It’s a brisk spring morning at the Revelstoke Golf Club. The last pockets of snow have nearly melted from the back nine – the club is hoping to open by April 17, weather depending.
Inside, tradesmen are busily repairing the clubhouse. A new floor is going into the kitchen. Many posts and beams have been replaced in the lounge and down in the basement, where the original wood fireplace resembles a giant stone pizza oven. The work follows city council approval of about $45,000 in funding from the Resort Municipality Initiative grant program.
Upstairs, the Revelstoke Golf Club executive huddles in the cold changing room – it’s a seasonal building.
After a recent high-profile report at city council pointing to deficiencies in the clubhouse and outbuildings totalling $600,000, they’re there to clarify what’s going on.
The change, explains president Dwayne Haaf, started last year when the executive was struggling with finance issues. The members had been hit with a controversial $150 assessment to deal with over-runs and ongoing expenses.

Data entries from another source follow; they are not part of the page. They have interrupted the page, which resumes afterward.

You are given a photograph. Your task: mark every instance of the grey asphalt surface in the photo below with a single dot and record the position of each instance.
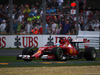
(15, 52)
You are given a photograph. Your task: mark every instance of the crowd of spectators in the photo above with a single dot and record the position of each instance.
(27, 19)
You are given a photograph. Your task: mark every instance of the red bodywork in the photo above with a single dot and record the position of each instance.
(65, 45)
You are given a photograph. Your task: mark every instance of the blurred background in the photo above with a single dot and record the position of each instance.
(49, 16)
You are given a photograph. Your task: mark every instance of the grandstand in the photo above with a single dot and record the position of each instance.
(27, 15)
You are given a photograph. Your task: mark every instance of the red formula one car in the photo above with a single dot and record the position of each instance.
(64, 50)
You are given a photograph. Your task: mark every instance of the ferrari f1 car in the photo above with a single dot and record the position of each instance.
(63, 50)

They decided to start fresh, and worked with consultants to run their operations in a more businesslike fashion. They’re developing a five-year plan for operations, a five-year business plan and a capital plan – something they’ve never done before.
Part of that plan was taking a look at the facilities, which they requested the city do – the buildings belong to the city. The result was a report that looked at everything that needs to be done to bring the aging buildings to code.
Haaf explained the club is a tenant at golf course; the city took over as owner many, many years ago. The golf club’s mission is to run the facility, and gain grants as a non-profit society.
“We’ve worked very hard to set up a long-term five-year strategic plan, we’re working on a five-year business plan, and now we’ve started to incorporate a five-year capital plan for the city, for our maintenance buildings, for the clubhouse,” Haaf said. “So that over the next five years, we’ll do a little bit here, a little bit there; we don’t want the city to foot a $600,000 bill – those were just recommendations by the engineering company.”
The executive fundamentally disagrees with the $600,000 price tag. They feel they can avoid about half the cost. Not all the outbuildings are needed, and some can be replaced more cheaply. Another recommendation is to bring the building up to four-season standards – to make it an all-year building. That’s something they’re not sure is necessary, but sure will be costly. “I’m positive it won’t be $600,000,” Haaf said, adding the club couldn’t put a figure on it yet. “The $600,000 was a recommendation by the engineering firm to replace everything we have and bring it all up to snuff in one big go.”
Vice-president Heather Duchman said volunteers have been actively involved in the ongoing work. “It’s important to know that there’s a huge commitment from the membership,” she said. “At the end of the day our focus is to have this golf course here for a long, long time – for many generations to come.”
Coun. Tony Scarcella is the council liaison for the golf club. He said the report to council was part of a process “to put everything on top of the table.” He said the golf course is a public recreation facility that brings in tourism, creates jobs and is needed in the community.
Haaf explains they’re trying to encourage membership. Back in 2008, the course had 370 members, bringing in $298,000. That’s down to 230 members drawing $200,000. A membership drive is one of their key goals. Haaf feels there’s a perception the golf club is an elitist establishment. It may have been years ago, but that’s long gone. It’s an open facility; you don’t have to be a member to play.
They’re driving to bring more youth golfers in. There’s an ongoing attempt to organize a high school team, and they’ve introduced new junior programs designed to bring young members in.